Anybody have experience installing a Momo Steering Wheel & Hub Adapter to a 2004 MKIV Golf R32? Or any MKIV Golf/GTI for that matter? I assume the process for all MKIV makes is basically the same.
Any help would be appreciated, but for sure I would like the following information if anybody has it.
1) How to physically remove stock steering wheel correctly and possibly the installation process of a Momo steering wheel and hub adapter.
2) How to correctly connect and make the horn button on Momo steering wheel work.
3) How to correctly connect the supplied resistor with Momo hub (8015) to the air bag connector so it can "trick" the air bag light not to turn on.
As I understand it, there are no instructions on how to do this even though Momo sells and supplies parts to accomplish the above.
Any recommendations for any tuner shops around NorCal SF Bay Area who may know how to do this?
Please help, anybody.
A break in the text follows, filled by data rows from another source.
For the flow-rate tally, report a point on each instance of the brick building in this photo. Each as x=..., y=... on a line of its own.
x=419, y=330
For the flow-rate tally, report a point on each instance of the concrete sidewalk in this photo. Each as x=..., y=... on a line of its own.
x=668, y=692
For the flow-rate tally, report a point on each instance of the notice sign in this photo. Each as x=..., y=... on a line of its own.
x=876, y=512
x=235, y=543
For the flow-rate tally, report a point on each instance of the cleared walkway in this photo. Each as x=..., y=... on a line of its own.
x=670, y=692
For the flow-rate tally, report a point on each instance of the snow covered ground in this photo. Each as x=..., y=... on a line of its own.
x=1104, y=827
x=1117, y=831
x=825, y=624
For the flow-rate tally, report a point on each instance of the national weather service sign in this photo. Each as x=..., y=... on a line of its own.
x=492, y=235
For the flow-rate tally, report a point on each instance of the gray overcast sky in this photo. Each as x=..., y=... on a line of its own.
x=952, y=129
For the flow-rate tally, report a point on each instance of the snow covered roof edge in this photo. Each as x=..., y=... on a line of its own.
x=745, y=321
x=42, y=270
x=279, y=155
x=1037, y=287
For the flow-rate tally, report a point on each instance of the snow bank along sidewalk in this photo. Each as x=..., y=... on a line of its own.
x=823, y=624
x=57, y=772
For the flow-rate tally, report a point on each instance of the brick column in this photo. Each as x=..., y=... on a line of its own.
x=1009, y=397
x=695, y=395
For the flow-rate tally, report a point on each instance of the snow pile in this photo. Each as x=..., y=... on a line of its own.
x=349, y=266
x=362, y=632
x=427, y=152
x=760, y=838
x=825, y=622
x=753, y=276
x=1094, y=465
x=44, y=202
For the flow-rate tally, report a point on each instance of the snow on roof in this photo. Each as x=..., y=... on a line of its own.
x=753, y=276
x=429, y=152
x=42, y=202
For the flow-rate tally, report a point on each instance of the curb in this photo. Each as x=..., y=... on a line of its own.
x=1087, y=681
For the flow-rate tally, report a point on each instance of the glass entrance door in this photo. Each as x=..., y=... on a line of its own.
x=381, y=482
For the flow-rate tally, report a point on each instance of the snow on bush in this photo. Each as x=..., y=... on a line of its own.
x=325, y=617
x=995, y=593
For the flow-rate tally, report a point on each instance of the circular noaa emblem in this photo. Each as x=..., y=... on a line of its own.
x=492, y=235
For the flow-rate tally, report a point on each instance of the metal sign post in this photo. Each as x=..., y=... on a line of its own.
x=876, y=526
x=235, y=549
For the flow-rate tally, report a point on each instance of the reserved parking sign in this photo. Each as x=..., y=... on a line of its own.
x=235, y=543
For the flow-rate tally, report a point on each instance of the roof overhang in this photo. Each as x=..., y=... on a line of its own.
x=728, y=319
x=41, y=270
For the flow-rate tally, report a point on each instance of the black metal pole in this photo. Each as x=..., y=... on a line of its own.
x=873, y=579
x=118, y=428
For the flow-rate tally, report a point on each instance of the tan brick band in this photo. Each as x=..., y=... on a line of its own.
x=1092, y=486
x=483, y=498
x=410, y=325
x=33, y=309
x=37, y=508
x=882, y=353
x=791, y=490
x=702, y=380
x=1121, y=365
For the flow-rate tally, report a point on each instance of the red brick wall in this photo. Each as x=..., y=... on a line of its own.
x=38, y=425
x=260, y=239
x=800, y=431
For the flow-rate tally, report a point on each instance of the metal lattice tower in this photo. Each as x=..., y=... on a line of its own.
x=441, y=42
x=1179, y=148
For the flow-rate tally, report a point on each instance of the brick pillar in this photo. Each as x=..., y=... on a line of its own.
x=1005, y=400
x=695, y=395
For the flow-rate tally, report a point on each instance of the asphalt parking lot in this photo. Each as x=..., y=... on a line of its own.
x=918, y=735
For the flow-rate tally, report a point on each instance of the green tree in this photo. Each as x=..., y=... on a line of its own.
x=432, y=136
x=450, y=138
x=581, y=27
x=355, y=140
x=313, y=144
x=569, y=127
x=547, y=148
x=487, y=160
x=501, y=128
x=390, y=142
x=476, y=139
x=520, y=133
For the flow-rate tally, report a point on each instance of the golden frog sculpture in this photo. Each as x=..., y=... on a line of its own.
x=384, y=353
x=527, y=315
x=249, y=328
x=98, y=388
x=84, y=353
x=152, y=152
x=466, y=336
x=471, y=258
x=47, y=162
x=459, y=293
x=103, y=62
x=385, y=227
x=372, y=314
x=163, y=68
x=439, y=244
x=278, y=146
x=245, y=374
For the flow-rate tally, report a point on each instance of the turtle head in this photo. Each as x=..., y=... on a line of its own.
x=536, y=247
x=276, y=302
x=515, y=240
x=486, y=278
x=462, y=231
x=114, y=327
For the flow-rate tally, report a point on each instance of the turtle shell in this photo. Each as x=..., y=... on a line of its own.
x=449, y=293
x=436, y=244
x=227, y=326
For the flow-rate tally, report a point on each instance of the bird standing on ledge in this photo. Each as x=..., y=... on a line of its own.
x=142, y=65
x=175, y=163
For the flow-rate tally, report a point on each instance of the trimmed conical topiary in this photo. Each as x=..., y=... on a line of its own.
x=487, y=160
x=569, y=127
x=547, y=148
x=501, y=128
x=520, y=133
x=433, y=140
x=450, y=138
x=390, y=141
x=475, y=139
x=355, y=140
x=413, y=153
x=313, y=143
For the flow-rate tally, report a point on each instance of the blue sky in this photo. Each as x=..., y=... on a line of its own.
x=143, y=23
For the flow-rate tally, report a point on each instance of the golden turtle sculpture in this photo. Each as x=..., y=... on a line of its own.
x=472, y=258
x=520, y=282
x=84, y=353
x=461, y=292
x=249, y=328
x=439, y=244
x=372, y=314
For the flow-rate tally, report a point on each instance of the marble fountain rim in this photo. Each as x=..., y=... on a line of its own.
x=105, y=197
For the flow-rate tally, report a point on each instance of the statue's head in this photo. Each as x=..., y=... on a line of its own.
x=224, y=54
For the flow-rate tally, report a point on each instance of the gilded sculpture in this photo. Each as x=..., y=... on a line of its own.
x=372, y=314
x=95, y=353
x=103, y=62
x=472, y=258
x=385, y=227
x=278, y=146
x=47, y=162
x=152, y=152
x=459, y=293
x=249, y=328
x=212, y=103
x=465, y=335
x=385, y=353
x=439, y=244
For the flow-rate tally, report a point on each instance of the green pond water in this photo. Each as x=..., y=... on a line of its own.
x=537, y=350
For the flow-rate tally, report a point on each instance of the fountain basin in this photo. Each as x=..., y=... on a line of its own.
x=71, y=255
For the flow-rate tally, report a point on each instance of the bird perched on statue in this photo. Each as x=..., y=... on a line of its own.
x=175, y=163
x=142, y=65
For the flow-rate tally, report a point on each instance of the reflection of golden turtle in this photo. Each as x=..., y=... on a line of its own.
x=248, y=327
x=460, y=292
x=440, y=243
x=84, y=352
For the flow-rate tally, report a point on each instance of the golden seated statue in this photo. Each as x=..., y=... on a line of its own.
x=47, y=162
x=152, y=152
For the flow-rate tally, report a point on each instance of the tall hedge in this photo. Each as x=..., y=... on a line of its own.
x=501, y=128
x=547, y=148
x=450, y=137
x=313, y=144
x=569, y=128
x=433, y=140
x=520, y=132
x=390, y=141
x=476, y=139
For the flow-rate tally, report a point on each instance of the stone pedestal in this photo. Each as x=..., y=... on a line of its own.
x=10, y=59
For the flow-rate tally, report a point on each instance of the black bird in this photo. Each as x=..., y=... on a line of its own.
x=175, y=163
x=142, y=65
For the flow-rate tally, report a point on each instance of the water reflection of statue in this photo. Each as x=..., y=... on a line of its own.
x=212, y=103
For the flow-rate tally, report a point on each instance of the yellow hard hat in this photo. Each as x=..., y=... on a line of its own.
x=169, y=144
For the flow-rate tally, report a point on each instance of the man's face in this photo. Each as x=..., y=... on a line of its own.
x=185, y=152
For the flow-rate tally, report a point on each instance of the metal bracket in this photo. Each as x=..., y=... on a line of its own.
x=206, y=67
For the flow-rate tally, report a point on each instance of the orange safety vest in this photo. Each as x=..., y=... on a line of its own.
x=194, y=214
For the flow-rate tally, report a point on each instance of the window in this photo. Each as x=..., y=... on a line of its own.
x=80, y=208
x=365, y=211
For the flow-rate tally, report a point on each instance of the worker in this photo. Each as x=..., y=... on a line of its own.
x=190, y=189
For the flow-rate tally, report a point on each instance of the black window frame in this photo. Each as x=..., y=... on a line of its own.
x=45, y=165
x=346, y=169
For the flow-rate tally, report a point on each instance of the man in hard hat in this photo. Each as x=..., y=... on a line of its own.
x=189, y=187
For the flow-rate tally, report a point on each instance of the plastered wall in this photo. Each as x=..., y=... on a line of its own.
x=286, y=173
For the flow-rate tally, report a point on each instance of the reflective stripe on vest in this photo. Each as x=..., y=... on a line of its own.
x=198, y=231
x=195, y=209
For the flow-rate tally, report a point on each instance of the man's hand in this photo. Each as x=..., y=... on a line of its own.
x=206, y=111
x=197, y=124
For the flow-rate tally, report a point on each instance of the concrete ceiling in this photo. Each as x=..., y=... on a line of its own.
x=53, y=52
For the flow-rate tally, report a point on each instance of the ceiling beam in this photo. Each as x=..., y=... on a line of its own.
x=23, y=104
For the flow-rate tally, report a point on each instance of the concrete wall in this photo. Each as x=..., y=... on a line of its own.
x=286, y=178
Thanx.

_Modified by Rbot32 at 12:21 PM 2-16-2007_


_Modified by Rbot32 at 12:23 PM 2-16-2007_


----------



## gehr (Jan 28, 2004)

*Re: Help installing Momo Steering Wheel & Hub to 2004 MKIV Golf R32 (Rbot32)*

http://forums.vwvortex.com/zerothread?id=764870

Does the 8015 hub come with the resistor??!! And how much and where did you get it!


----------



## Rbot32 (Feb 2, 2006)

*Re: Help installing Momo Steering Wheel & Hub to 2004 MKIV Golf R32 (gehr)*

Yes, the 8015 does appear to come with "resistor". I don't know if that's the proper term for this part.
If I've identified the part correctly, it looks like a fuse you find on the side fuse panel behind driverside dash, but 2 wires are connected to it. One on each end of the "fuse".
I can take a picture of it and send to you if you want. Just give me your email or email me at [email protected]


----------



## tomjv (Jun 15, 2001)

*momo wheel*

can you pls post your procedure and outcome here?
I just ordered a momo wheel for my 2000 VR and can't find a part# for the hub.
TomJV


----------



## Killathrilla (Sep 21, 2011)

Momo #8017 is what you want (revision of the 8015 i think)
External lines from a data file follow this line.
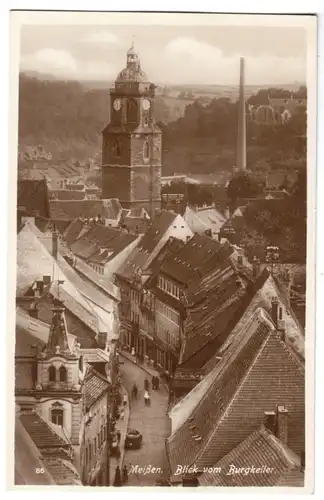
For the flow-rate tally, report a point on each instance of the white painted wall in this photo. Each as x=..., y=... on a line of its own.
x=178, y=229
x=115, y=263
x=45, y=412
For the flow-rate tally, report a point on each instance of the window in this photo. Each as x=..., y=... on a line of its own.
x=52, y=374
x=131, y=111
x=63, y=374
x=57, y=416
x=117, y=148
x=146, y=150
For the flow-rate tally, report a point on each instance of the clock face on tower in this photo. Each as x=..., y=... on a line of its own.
x=146, y=104
x=117, y=104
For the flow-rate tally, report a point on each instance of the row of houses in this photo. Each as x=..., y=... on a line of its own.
x=66, y=366
x=222, y=331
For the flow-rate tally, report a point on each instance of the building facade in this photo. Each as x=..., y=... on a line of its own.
x=132, y=142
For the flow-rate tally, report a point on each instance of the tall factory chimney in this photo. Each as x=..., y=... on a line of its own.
x=241, y=130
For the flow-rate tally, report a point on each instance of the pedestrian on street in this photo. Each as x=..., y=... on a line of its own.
x=125, y=474
x=117, y=480
x=134, y=391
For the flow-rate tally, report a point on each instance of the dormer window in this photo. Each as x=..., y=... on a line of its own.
x=57, y=414
x=63, y=374
x=52, y=374
x=117, y=149
x=131, y=112
x=146, y=151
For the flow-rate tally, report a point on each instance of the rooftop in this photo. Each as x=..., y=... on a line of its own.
x=234, y=399
x=259, y=449
x=72, y=209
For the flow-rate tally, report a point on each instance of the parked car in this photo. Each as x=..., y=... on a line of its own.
x=133, y=439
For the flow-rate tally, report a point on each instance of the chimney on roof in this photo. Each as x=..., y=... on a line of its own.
x=102, y=339
x=46, y=280
x=241, y=131
x=282, y=424
x=270, y=419
x=54, y=243
x=274, y=310
x=190, y=480
x=33, y=311
x=255, y=267
x=302, y=460
x=40, y=287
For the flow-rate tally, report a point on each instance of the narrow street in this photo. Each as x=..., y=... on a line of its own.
x=152, y=422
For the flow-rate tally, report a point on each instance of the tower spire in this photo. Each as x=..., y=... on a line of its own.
x=241, y=130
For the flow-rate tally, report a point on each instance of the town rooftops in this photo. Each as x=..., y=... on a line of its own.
x=277, y=465
x=28, y=459
x=140, y=257
x=34, y=263
x=72, y=209
x=42, y=432
x=194, y=258
x=32, y=198
x=95, y=386
x=101, y=244
x=201, y=219
x=44, y=446
x=257, y=373
x=67, y=194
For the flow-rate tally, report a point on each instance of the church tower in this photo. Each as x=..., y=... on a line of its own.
x=60, y=374
x=132, y=142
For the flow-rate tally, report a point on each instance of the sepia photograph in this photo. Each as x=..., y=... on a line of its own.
x=163, y=200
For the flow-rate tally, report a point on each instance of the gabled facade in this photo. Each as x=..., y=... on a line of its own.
x=258, y=373
x=55, y=383
x=140, y=307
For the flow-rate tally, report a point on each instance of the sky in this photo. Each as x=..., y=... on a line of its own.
x=168, y=54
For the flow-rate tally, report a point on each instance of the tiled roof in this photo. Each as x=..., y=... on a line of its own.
x=141, y=254
x=32, y=198
x=30, y=174
x=258, y=372
x=203, y=219
x=193, y=260
x=34, y=262
x=95, y=386
x=84, y=286
x=73, y=230
x=260, y=449
x=66, y=194
x=28, y=459
x=41, y=432
x=159, y=226
x=72, y=209
x=219, y=178
x=62, y=471
x=136, y=225
x=101, y=244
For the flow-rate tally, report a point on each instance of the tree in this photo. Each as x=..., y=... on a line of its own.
x=243, y=185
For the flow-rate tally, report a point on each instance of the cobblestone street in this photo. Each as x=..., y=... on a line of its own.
x=151, y=422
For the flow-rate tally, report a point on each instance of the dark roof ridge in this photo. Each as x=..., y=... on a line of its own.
x=91, y=371
x=234, y=349
x=273, y=332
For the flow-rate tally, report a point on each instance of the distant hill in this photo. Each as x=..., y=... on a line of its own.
x=67, y=119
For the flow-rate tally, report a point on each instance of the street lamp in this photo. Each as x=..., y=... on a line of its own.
x=272, y=256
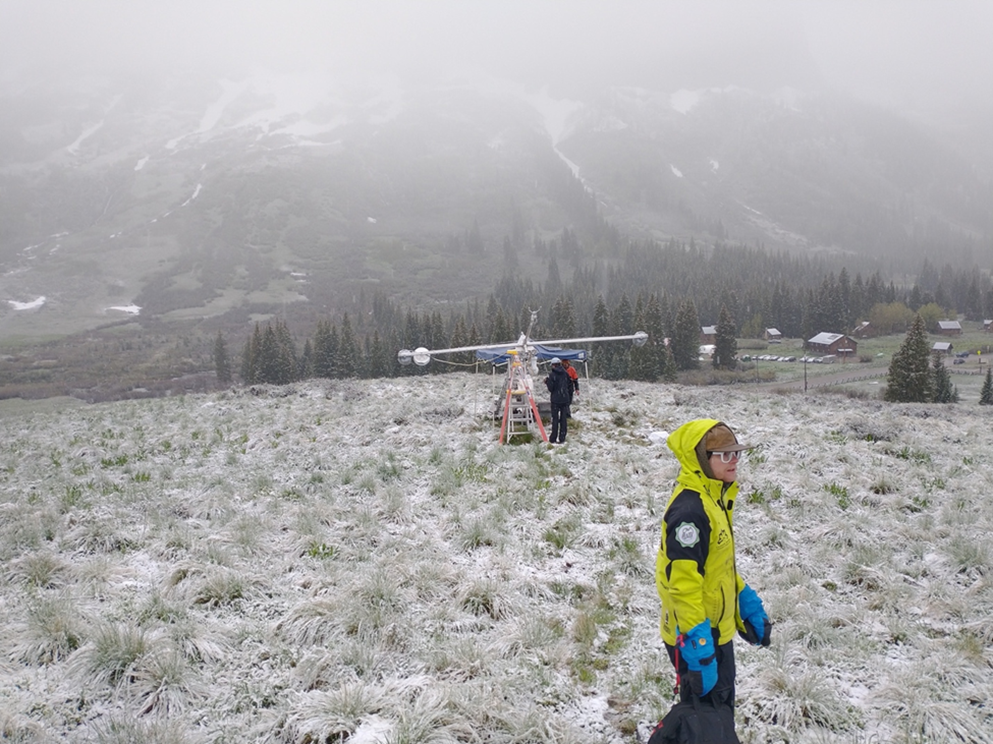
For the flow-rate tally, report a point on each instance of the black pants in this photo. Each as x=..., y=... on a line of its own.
x=560, y=423
x=723, y=692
Link to my write up on the hub. - http://forums.vwvortex.com/showthread.php?6011930-MOMO-8017-Steering-Hub-Detailed-Pictures

Easy install, remove oem wheel, bolt up the momo hub. Stick the "resistor" into the airbag wires.
Wire your horn (easy) and bolt up a wheel! lol

[8017 comes with all the wiring and allows you to keep the clock spring installed which is awesome.]


----------



## tomjv (Jun 15, 2001)

*momo adapter*

great thanks!


----------